JOHANNES PAUL II.
GENERALAUDIENZ
Mittwoch, 5. Januar 2000
Maria - die bevorzugt geliebte Tochter des Vaters
Liebe Schwestern und Brüder!
1. Wenige Tage nach der Eröffnung des Großen Jubiläums ist es mir eine Freude, heute die erste Generalaudienz des Jahres 2000 zu beginnen, indem ich allen Anwesenden meine herzlichsten Glückwünsche zum Jubiläumsjahr entbiete: Möge es wirklich eine »starke Zeit« der Gnade, der Versöhnung und der inneren Erneuerung werden.
Im vergangenen Jahr, dem letzten, das der unmittelbaren Vorbereitung des Jubiläums gewidmet war, haben wir miteinander das Geheimnis des Vaters vertieft. Heute wollen wir zum Abschluß dieser Betrachtungsreihe und gewissermaßen als besondere Einführung zu den Katechesen des Heiligen Jahres noch einmal mit Liebe bei der Person Marias verweilen.

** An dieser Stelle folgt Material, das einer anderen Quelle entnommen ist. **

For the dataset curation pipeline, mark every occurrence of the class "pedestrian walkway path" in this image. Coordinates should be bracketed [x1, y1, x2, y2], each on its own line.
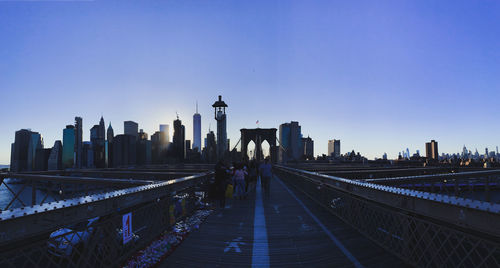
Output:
[161, 175, 405, 267]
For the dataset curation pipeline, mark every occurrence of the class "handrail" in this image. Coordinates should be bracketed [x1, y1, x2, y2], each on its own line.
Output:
[276, 165, 500, 238]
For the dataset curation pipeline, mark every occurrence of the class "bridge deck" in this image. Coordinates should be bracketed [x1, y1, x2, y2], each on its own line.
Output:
[161, 175, 406, 267]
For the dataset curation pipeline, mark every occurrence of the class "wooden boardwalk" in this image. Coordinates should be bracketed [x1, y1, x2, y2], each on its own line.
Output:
[161, 175, 406, 267]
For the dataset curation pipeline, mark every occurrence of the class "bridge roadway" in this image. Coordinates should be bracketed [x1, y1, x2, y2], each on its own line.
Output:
[161, 175, 405, 267]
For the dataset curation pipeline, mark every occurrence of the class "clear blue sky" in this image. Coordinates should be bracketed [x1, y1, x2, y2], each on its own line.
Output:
[1, 0, 499, 164]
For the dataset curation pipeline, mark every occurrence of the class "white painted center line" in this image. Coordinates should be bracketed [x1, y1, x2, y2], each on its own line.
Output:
[252, 176, 270, 268]
[275, 176, 364, 268]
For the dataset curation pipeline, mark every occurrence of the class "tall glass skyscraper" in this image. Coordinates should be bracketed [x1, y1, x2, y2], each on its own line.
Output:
[193, 103, 201, 152]
[63, 125, 75, 169]
[74, 117, 83, 169]
[124, 121, 138, 140]
[279, 121, 302, 162]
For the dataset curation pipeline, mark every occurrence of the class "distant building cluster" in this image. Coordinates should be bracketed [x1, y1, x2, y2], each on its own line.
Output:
[10, 94, 498, 169]
[9, 96, 237, 171]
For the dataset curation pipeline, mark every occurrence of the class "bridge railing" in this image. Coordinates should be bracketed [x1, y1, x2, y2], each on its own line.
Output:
[275, 166, 500, 268]
[0, 171, 213, 268]
[0, 173, 156, 210]
[364, 170, 500, 203]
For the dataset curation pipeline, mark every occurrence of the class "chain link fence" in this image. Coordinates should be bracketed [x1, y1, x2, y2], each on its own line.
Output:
[0, 172, 212, 267]
[275, 167, 500, 268]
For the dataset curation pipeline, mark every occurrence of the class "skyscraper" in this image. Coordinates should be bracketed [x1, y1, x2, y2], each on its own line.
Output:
[107, 122, 114, 168]
[193, 103, 202, 153]
[159, 124, 169, 153]
[90, 118, 106, 168]
[27, 132, 42, 171]
[425, 140, 439, 160]
[328, 139, 341, 158]
[279, 121, 302, 162]
[173, 116, 186, 160]
[124, 121, 138, 140]
[212, 95, 228, 160]
[48, 140, 63, 170]
[11, 129, 33, 172]
[113, 134, 136, 167]
[63, 125, 75, 169]
[137, 129, 152, 166]
[302, 136, 314, 160]
[74, 117, 83, 169]
[203, 130, 217, 163]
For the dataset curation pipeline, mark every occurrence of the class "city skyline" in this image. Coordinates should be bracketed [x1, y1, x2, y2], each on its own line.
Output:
[1, 1, 499, 163]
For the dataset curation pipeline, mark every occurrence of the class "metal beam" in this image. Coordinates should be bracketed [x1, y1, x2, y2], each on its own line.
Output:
[0, 172, 213, 246]
[276, 166, 500, 239]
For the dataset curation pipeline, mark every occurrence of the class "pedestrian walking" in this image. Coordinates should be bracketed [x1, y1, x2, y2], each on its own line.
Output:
[248, 161, 258, 191]
[232, 163, 248, 199]
[259, 157, 273, 194]
[214, 160, 228, 208]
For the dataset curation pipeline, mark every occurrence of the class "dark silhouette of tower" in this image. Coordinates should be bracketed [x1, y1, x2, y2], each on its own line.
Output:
[107, 122, 114, 168]
[74, 117, 83, 169]
[173, 116, 186, 160]
[426, 140, 439, 160]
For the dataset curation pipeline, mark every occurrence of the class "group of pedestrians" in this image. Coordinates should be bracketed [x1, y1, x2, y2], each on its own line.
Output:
[212, 158, 273, 208]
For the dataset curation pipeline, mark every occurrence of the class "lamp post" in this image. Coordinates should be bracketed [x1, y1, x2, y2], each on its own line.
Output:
[212, 95, 228, 160]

In ihr, der »bevorzugt geliebte[n] Tochter des Vaters« (Lumen gentium, 53), hat sich der göttliche Liebesplan für die Menschheit offenbart. Indem er sie dazu bestimmte, die Mutter seines Sohnes zu werden, hat der Vater sie unter allen Geschöpfen auserwählt und zur höchsten Würde und Sendung im Dienst an seinem Volk erhoben.
Dieser Plan des Vaters beginnt sich im »Protoevangelium« abzuzeichnen, als Gott nach dem Fall Adams und Evas ankündigt, daß er Feindschaft zwischen die Schlange und die Frau setzen wird: Der Nachwuchs der Frau wird der Schlange den Kopf zertreten (vgl. Gen 3,15).
Das Wirklichkeit - Werden dieser Verheißung nimmt seinen Anfang bei der Verkündigung, als an Maria der Vorschlag ergeht, Mutter des Erlösers zu werden.
2. »Sei gegrüßt, du Begnadete« (Lk 1,28). Das erste Wort, das der Vater Maria durch seinen Engel überbringen läßt, ist eine Grußformel, die als Aufforderung zur Freude verstanden werden kann; darin hallt jene Aufforderung wider, die der Prophet Sacharja an das ganze Volk Israel richtete: »Juble laut, Tochter Zion! […] Siehe, dein König kommt zu dir« (Sach 9,9; vgl. auch Zef 3,14 - 18). Mit diesem ersten an Maria gerichteten Wort offenbart der Vater seine Absicht, der Menschheit Freude - die wahre, endgültige Freude - mitzuteilen. Die dem Vater eigene Freude, die darin besteht, den Sohn bei sich zu haben, wird allen geboten, zuerst aber wird sie Maria anvertraut, damit sie sich durch sie in der Menschengemeinschaft ausbreitet.
3. Die Aufforderung zur Freude ist für Maria mit der besonderen Gabe verbunden, die sie vom Vater empfangen hat: »… du Begnadete.« Der griechische Ausdruck »kecharitoméne« wird oft und nicht ohne Grund mit »erfüllt von der Gnade« übersetzt: Es geht in der Tat um eine Fülle, die den höchsten Grad erreicht.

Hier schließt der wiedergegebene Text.